Sotto la tela
Febbraio 25, 2001 in il Traspiratore da Simona Margarino
Ajed solleva le mani dal taccuino con un brivido e si accascia sulla didascalia appena letta, in braille: “Lara Brown, Stupore, 1973, National Gallery, Londra”.
La tela è piantata sul pavimento, sotto un velluto rosso, tanto pesante che a toccarlo viene da chiedersi “Chi mai si sognerà di toglierlo, un giorno?”. Ed è una domanda che farebbe meglio ad andarsene, insieme al nero del suo buio, immediatamente, senza parlare, almeno finché ci sarà ancora un po’ di mistero a nascondere tutto ciò che è bene non sapere, per il momento, nonostante l’ansia che prende alla gola e una voglia pazza di toccare e sentire e capire.

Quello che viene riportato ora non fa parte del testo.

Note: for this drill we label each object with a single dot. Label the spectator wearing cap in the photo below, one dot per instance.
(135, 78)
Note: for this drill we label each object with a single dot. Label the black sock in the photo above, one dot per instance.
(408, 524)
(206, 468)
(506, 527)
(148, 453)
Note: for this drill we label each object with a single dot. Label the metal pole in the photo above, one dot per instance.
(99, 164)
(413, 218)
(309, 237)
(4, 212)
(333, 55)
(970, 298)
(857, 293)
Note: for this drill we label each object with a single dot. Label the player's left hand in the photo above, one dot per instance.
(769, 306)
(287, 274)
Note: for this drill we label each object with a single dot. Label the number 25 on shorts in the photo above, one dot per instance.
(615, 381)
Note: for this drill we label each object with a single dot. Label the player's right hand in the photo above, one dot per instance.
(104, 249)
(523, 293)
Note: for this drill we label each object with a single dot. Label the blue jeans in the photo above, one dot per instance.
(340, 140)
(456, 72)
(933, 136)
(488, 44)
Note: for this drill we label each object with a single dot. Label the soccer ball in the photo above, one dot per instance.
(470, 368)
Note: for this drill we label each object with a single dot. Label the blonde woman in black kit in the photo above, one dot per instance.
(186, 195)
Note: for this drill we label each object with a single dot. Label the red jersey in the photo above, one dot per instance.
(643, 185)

Se Dio avesse una faccia, o l’avesse avuta nel creare il mondo, sarebbe certamente quella incuriosita stampata sopra il collo di Adjed allorché sospira sulle parole che gli si sono incollate al cuore quanto un imperscrutabile peccato. Centomila notti di desiderio, un uomo che non ha altro che centomila notti per ascoltare.
Quando Lara entra nello studio la luce elettrica della lampada avviluppa lui e la tela, se li abbraccia entrambi nel suo calore da commiato, per illudere fino alla fine, e perciò loro restano lì, impalati come un istante imprigionato in una videocamera, un soggetto sfuggente inchiodato alla cornice di una parete, un salame appeso al centro giallo di un obiettivo, da gustarsi già che si ha fame, e poi mai più, e poi… mai più.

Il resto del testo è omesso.